Matthus v. Huntington Natl. Bank, 2007ap020007 (11-27-2007)

OPINION {¶ 1} On August 16, 2006, appellant, Brenda Matthus, filed a complaint against appellee, The Huntington National Bank, claiming damages for wrongful repossession of her vehicle. On September 5, 2006, appellee filed a motion for summary judgment, claiming appellant was precluded from filing the complaint due to her participation in a class action lawsuit filed against appellee. By judgment entry filed January 3, 2007, the trial court agreed and granted summary judgment to appellee.

{¶ 2} Appellant filed an appeal and this matter is now before this court for consideration. Assignment of error is as follows:

I {¶ 3} "THE TRIAL COURT ERRED IN GRANTING SUMMARY JUDGMENT CONTRARY TO THE MANIFEST WEIGHT OF THE EVIDENCE IN FAVOR OF PLAINTIFF."

I {¶ 4} Appellant claims the trial court erred in granting summary judgment to appellee under the theory of res judicata. We disagree.

{¶ 5} Summary Judgment motions are to be resolved in light of the dictates of Civ.R. 56. Said rule was reaffirmed by the Supreme Court of Ohio in State ex rel. Zimmerman v. Tompkins, 75 Ohio St. 3d 447, 448,1996-Ohio-211:

{¶ 6} "Civ.R. 56(C) provides that before summary judgment may be granted, it must be determined that (1) no genuine issue as to any material fact remains to be litigated, (2) the moving party is entitled to judgment as a matter of law, and (3) it appears from the evidence that reasonable minds can come to but one conclusion, and *Page 3 viewing such evidence most strongly in favor of the nonmoving party, that conclusion is adverse to the party against whom the motion for summary judgment is made. State ex. rel. Parsons v. Fleming (1994),68 Ohio St. 3d 509, 511, 628 N.E.2d 1377, 1379, citing Temple v. WeanUnited, Inc. (1977), 50 Ohio St. 2d 317, 327, 4 O.O3d 466, 472,364 N.E.2d 267, 274."

{¶ 7} As an appellate court reviewing summary judgment motions, we must stand in the shoes of the trial court and review summary judgments on the same standard and evidence as the trial court. Smiddy v. TheWedding Party, Inc. (1987), 30 Ohio St. 3d 35.

{¶ 8} We note res judicata is defined as "[a] valid, final judgment rendered upon the merits bars all subsequent actions based upon any claim arising out of the transaction or occurrence that was the subject matter of the previous action." Grava v. Parkman Twp.,73 Ohio St. 3d 379, 1995-Ohio-331, syllabus.

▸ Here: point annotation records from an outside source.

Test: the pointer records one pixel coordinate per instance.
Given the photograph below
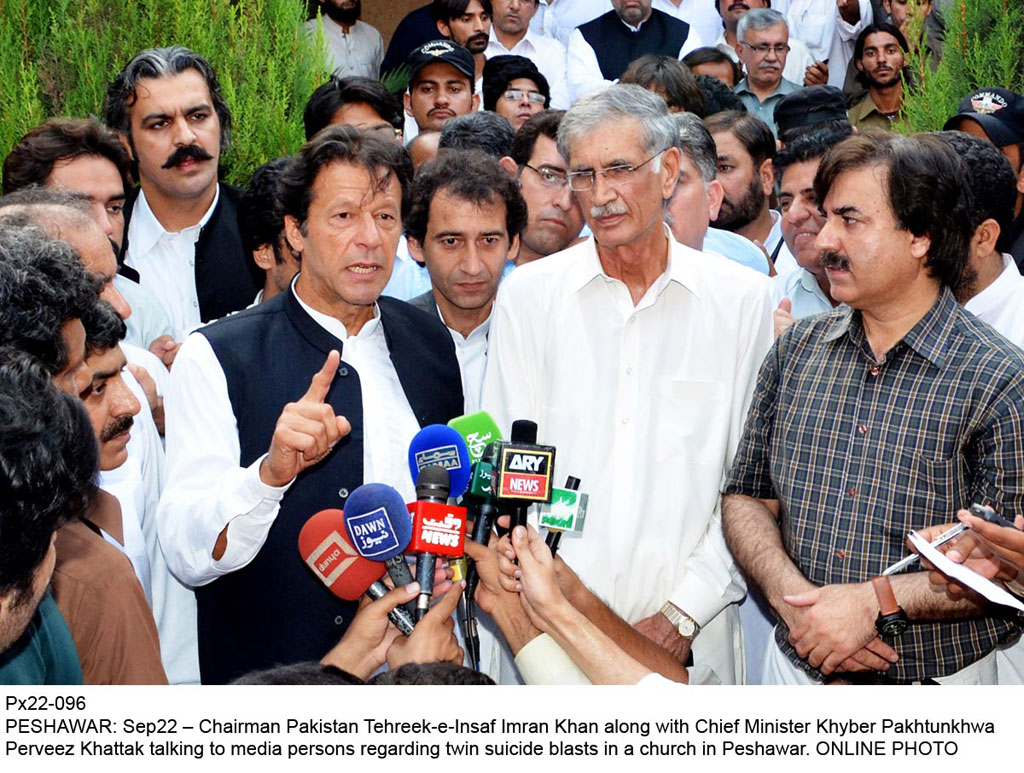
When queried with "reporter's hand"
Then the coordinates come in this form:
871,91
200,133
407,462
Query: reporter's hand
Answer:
433,639
364,647
306,431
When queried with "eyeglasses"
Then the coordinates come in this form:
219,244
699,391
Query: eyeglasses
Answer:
616,176
762,49
514,95
552,178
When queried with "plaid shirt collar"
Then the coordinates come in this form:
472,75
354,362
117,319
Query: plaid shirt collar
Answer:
929,338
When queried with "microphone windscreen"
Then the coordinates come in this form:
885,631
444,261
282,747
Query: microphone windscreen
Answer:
477,430
378,522
439,445
325,547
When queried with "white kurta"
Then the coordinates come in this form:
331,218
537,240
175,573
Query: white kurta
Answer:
645,404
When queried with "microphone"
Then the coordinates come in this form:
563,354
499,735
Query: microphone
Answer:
566,512
378,521
439,445
478,430
438,529
326,549
524,471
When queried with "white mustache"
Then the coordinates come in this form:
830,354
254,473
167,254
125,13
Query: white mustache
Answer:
607,209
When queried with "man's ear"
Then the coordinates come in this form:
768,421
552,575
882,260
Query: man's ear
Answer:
716,194
263,255
293,232
767,175
509,165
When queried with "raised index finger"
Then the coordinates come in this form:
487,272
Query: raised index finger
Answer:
321,383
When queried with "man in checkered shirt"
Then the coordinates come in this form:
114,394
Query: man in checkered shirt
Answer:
886,415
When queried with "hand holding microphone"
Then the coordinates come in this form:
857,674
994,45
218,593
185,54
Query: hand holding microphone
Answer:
306,431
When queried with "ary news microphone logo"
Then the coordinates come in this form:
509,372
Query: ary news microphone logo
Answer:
332,558
566,512
443,456
372,533
525,474
442,533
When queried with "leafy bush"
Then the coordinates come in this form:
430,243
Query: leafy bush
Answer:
984,46
57,56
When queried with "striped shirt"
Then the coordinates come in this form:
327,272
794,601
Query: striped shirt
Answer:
859,451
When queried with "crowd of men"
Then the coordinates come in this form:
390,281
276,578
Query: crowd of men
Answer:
771,337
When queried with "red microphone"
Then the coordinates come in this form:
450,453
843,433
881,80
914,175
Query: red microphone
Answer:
438,529
327,550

{¶ 9} Although appellant argues there are genuine issues of material fact regarding her loan with appellee and the subsequent wrongful repossession of her vehicle, we find the sole issue addressed by the trial court to be whether appellant's participation in the class action settlement agreement barred her present attempt to sue appellee for these issues resulting from the alleged breach of contract. Appellant claims appellee wrongfully repossessed her vehicle as she was not in default of any payments because her payments were covered by disability insurance. She was damaged by the loss of her vehicle, and the emotional distress caused by appellee's harassment, repossession and conversion. She claims the damages arose from February 16, 2000 to June 17, 2002. See, Complaint filed August 16, 2006. *Page 4

{¶ 10} Appellee argues appellant's claims are barred by the settlement agreement of the class action lawsuit. Appellant elected to participate in the class action settlement by not excluding herself and by negotiating the settlement check in the amount of $442.78 on November 11, 2005. See, Affidavit of Marc Hoffman filed September 5, 2006. Appellant argues the class action lawsuit involved a consumer violation claim regarding technical defects of the notification appellee sent out to customers as to the address of the auction at which their vehicles were to be sold, and is unrelated to her present claims.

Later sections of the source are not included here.